If you’re tired of feeling exhausted and constantly low on energy and have goals of eating healthier, losing weight, and/or getting toned then DO NOT skip breakfast. Trust me, you NEED it! Instead of waking up and reaching for coffee on an empty stomach, shoot for eating within 30-60 mins of waking up to reap the best benefits.

Here’s why:

  • Regulates your cortisol levels

  • Kickstarts your metabolism

  • Supports blood sugar balance

  • Improves focus and mood

  • Maintains and builds muscle

  • Gives you energy

When to eat: within 30-60 mins after waking up

What to focus on: Protein (20+ grams), healthy fat, fiber, and moderate carbs

Here are 5 quick and easy high-protein breakfast ideas that will fuel you and your goals

  1. Greek Yogurt Protein Parfait (30g protein)

    • 3/4 C non fast Greek yogurt

    • 1 scoop vanilla or chocolate protein powder

    • Topped with berries + 1 T granola

  2. Egg & Turkey Sausage Scramble (28g protein)

    • 2 whole eggs

    • 1/2 c egg whites

    • 2 turkey sausage links

    • Add spinach or pepper for extra flavor

    Option: Prep ahead of time by wrapping in a whole grain tortilla and freezing until use

  3. Protein Smoothie (30g protein)

    • 1 scoop protein powder

    • 1 T peanut or almond butter

    • 1 c almond milk

    • 1/2 banana

    • 1 T chia seeds

  4. Cottage Cheese + Toast + Egg (26g protein)

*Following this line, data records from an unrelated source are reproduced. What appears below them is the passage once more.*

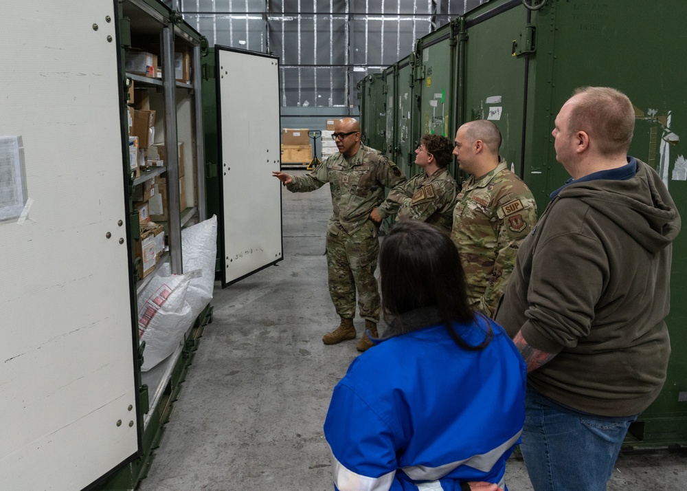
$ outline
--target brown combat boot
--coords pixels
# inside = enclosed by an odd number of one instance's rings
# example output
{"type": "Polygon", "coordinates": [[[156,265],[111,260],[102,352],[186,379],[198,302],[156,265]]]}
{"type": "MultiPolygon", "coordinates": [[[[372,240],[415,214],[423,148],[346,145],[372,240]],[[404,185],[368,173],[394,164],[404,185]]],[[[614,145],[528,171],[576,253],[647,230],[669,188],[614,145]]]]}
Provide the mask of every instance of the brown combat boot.
{"type": "Polygon", "coordinates": [[[341,317],[341,323],[336,329],[323,336],[322,342],[325,345],[336,345],[349,339],[355,339],[355,326],[353,325],[353,319],[341,317]]]}
{"type": "MultiPolygon", "coordinates": [[[[373,323],[372,320],[365,320],[365,329],[370,331],[370,334],[372,335],[373,338],[379,337],[377,334],[377,325],[373,323]]],[[[363,333],[363,337],[360,338],[358,343],[355,345],[355,349],[359,351],[364,351],[366,349],[369,349],[374,346],[374,343],[370,340],[370,338],[368,337],[367,331],[363,333]]]]}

    • 1 slice high protein toast

    • 1/2 c low-fat cottage cheese

    • 1 hard boiled egg

    • Sprinkle with everything bagel seasoning

  5. Oat & Protein powder Bowl (35g protein)

    • 1/2 c oats

    • 1 scoop protein powder

    • 1/4-1/2 c plain, nonfat Greek yogurt

    • 1/2 c almond milk

    • 1 T honey or maple syrup

    • Handful of berries of choice

    Stir and let sit overnight for an easy grab and go on busy mornings

A high protein breakfast doesn’t have to be complicated. With just a few simple ingredients, you can create meals that help you feel full, energized, and ready to tackle both your schedule and your goals. Aim for 20-30g protein and mix it up based on what works with your routine.